Comm’r Gross said she had tried to reach Mayor Glenn Elliott to persuade him to speak about using the public comment period in a respectful manner, but that she believed the mayor was sensitive to the issue of censoring public comment period.”The reality I told him was, since he conducts the meeting, it’s up to him to determine if these meetings are held in a productive and respectful way,” Comm’r Gross said.
Speaking about the May 16 meeting when a member of the public directed her comments to the audience, Comm’r Miller said, “[The public comment period] is somewhat out of control, but I understand where the mayor is at this point.”
Comm’r Joshua Leif said he has been attacked personally during public comments in the past, but that he didn’t believe the commission should put out a statement. He said doing so could lead to some feeling as though their free speech has been stifled, which Comm’r Leif argued may violate the HRC charter.
“Our commission has in its purview public accommodations,” Comm’r Leif said. “While yes, it would be great if people spoke respectfully about each other, the truth is ironically allowing people to have their say–even to say things that are offensive–is under the guise of public accommodation,” Comm’r Leif said of the public comment period.
A recommendation was made by Comm’r Vincent DeGeorge that a one to two sentence statement be authored for Mayor Elliott to read at the City Council meeting encouraging public comments to be made respectfully and free of discrimination. “While there is a lot of behavior going on there that may be objectionable, given this committee’s scope pertaining to discrimination, we may be limited,” Comm’r DeGeorge said.
Ultimately, no motion was taken to give a statement to the City Council.
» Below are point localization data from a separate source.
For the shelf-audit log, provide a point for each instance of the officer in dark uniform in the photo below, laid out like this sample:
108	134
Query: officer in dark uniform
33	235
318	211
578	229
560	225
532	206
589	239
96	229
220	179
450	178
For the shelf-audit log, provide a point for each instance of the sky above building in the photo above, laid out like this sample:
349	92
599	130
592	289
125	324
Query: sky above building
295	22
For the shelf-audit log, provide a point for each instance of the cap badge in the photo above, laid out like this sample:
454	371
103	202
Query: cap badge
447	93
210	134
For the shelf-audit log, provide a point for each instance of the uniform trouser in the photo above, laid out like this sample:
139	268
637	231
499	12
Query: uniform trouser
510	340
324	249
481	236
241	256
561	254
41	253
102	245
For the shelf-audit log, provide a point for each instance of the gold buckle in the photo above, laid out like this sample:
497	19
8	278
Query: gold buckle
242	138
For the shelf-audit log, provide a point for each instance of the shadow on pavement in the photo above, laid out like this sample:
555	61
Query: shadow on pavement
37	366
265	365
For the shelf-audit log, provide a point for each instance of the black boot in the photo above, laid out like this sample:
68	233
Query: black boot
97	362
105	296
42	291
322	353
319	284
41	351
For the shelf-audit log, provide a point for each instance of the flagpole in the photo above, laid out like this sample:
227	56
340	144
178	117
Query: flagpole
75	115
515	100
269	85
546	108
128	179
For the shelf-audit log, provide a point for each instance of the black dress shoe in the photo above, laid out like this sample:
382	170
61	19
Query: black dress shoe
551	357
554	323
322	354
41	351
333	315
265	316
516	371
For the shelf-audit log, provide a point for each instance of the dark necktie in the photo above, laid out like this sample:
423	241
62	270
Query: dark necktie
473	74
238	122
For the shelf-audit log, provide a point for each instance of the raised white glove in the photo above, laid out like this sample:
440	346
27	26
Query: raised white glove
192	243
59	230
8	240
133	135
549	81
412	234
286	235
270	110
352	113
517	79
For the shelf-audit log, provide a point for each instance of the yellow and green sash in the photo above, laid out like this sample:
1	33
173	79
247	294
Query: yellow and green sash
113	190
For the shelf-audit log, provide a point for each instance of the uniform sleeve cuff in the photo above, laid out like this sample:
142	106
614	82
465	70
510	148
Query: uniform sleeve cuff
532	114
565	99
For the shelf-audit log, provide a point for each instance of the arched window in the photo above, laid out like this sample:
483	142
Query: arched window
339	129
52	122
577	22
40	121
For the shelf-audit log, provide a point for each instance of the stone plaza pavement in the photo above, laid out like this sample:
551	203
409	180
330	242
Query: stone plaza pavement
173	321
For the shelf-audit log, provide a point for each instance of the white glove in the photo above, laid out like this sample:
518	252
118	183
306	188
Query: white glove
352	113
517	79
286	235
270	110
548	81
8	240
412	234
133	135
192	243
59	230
Commissioners voiced concern that doing so would lead to the public comment period to be suspended, something no one was in favor of. The Human Rights Commission moved to continue discussion about the public comment period at future meetings.
The commission went into an executive session to discuss nominations for the ‘Third Annual Community Award for Someone Who Supports Human Rights.’
The public was invited back into the City Council Chambers for the conclusion of the meeting.
The commission was invited to participate in Youth Services System’s August 10 ‘Celebrate Youth,’ event at Wheeling Park, to which several Commissioners voiced support for.
This meeting was the last for Comm’r Bryant Anderson, who is stepping away from the commission. The vacancy will be filled by Mayor Elliott, with the approval of the City Council. Chair Dunkin is term limited in his leadership role, but will continue serving on the commission. New officers will be elected at the Human Rights Commission’s July 12 meeting.